Junior college transfer Teyvon Myers came off the bench to sink a three-pointer and total a career-best seven points and Tarik Phillip played his usual steady-but-explosive game to score nine points with three assists, though he did have four of WVU's 18 turnovers. The miscues were the one glaring issue, as West Virginia had just one fewer turnover than its opponent for the second straight game; over the last three, the Mountaineers have actually committed more turnovers (45) than they have forced (44).

"We continued to shoot ourselves in the foot by turning the ball over," Huggins said. "We work like crazy to create turnovers, and then we turn around and give the ball right back to him. I have done this a long time and seen a lot of basketball. I have never seen guards go down the court and forget to take the ball out. We have done that the last three games. I don’t know how it happens.
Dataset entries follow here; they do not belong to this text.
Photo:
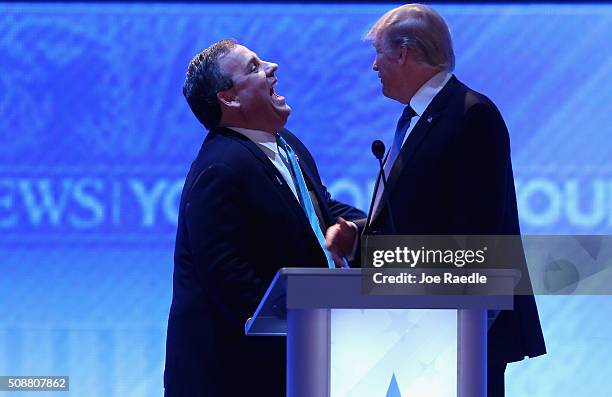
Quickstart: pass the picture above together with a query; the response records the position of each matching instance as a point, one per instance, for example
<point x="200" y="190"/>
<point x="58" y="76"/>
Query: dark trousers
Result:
<point x="495" y="378"/>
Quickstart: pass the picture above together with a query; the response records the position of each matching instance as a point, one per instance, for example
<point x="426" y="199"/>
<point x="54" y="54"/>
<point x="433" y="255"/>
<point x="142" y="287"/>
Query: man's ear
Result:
<point x="403" y="55"/>
<point x="228" y="98"/>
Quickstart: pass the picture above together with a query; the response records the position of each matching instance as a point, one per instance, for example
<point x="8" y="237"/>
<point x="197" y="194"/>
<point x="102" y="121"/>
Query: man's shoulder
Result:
<point x="223" y="149"/>
<point x="471" y="100"/>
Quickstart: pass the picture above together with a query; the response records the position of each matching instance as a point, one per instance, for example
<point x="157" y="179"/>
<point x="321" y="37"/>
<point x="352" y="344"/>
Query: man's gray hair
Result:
<point x="420" y="29"/>
<point x="204" y="80"/>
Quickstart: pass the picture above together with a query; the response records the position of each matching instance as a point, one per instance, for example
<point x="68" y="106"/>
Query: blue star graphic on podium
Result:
<point x="393" y="390"/>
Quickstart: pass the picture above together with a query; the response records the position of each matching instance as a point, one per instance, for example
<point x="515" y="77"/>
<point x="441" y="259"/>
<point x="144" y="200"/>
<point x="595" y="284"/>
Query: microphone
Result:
<point x="378" y="150"/>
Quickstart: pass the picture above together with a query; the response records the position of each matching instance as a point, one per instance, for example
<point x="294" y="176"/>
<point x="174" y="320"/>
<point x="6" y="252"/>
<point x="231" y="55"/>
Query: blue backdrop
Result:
<point x="96" y="139"/>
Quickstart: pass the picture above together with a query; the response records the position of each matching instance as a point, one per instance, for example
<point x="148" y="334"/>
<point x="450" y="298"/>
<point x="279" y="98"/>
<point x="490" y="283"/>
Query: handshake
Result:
<point x="341" y="241"/>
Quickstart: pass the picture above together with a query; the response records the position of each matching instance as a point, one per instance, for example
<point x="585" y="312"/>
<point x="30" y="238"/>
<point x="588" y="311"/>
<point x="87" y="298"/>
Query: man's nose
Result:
<point x="271" y="67"/>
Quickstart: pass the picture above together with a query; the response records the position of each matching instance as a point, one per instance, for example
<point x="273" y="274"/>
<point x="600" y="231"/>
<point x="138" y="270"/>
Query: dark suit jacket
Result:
<point x="238" y="224"/>
<point x="453" y="176"/>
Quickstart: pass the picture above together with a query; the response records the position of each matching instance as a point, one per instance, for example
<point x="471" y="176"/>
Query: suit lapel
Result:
<point x="277" y="179"/>
<point x="425" y="123"/>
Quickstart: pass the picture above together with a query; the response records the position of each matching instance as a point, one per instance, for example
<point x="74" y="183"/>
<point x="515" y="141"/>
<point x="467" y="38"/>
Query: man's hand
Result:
<point x="340" y="239"/>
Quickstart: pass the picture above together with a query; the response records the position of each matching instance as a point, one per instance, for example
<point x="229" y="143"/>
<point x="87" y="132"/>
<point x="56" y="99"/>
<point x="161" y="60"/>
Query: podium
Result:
<point x="298" y="305"/>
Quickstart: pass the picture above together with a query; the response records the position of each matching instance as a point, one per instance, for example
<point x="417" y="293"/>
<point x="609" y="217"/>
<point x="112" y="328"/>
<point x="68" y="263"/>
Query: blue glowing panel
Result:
<point x="96" y="139"/>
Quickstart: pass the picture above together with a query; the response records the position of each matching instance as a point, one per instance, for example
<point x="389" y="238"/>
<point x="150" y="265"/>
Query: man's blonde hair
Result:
<point x="420" y="29"/>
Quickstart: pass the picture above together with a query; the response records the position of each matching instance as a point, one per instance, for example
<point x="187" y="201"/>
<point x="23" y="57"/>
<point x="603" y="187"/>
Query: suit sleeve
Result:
<point x="217" y="232"/>
<point x="482" y="161"/>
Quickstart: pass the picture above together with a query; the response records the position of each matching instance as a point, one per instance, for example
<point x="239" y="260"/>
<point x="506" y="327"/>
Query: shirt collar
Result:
<point x="428" y="91"/>
<point x="261" y="138"/>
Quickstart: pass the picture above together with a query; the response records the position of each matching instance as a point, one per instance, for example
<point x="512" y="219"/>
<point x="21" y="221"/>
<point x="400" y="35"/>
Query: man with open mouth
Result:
<point x="253" y="202"/>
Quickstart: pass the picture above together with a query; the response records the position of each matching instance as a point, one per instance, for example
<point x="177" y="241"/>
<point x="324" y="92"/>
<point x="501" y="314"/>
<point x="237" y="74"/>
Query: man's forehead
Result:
<point x="238" y="56"/>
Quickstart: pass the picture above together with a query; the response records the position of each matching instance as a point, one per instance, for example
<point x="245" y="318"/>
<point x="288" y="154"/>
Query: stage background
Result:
<point x="96" y="139"/>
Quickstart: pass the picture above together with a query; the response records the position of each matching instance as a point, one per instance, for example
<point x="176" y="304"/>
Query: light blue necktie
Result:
<point x="304" y="196"/>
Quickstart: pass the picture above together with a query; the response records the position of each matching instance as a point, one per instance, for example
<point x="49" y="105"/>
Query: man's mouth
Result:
<point x="279" y="99"/>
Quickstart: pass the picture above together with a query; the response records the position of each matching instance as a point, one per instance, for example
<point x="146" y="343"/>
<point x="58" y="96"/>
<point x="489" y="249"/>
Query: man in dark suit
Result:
<point x="448" y="170"/>
<point x="253" y="202"/>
"Fundamentally, we weren’t very good (at KSU) with our pressure. We talked about that and showed them on the film. We tried to clean that up and I think the positive of today is that we had more bounce in our step again. We have been a half-step behind on everything. We ran balls from behind again. We made plays from behind that we haven’t been making. We had that bounce that is kind of critical for the way we play."

It added to a significant win, and a key defense of the home floor after the Texas misstep. Though Huggins would never admit it, the Mountaineers are likely right where they were expected to be, if not far better, in the preseason. West Virginia knocked off then-No. 1 Kansas at home on Jan. 12, then at least partially negated the win with the loss to Texas. On average, that's holding serve. And at 17-3 at the 20-game mark, the Mountaineers are exactly where even the most positive, emboldened of fans imagined. 

A look ahead reveals how truly imperative the victories over Tech and K-State were. WVU plays a solid-not-spectacular Florida team - the Gators are 13-6 overall - on the road on Saturday as part of the Big 12-SEC Challenge, then must run the gauntlet of Iowa State, Baylor and Kansas, with the first and last of those away from the Coliseum. At worst, an ideal set-up would be to split those games while a 1-3 finish might be slightly disappointing, which shows how good this team is viewed to be. A 3-1 or better record, and West Virginia is in position to challenge for the Big 12 regular season championship with seven games left.

That would never have been the case without winning when it was supposed to versus Texas Tech and Kansas State, especially after the UT loss. But that's what good teams do - win when it's expected the vast majority of the time. It's becoming apparent that the Mountaineers are good. The question to be answered is if they're great.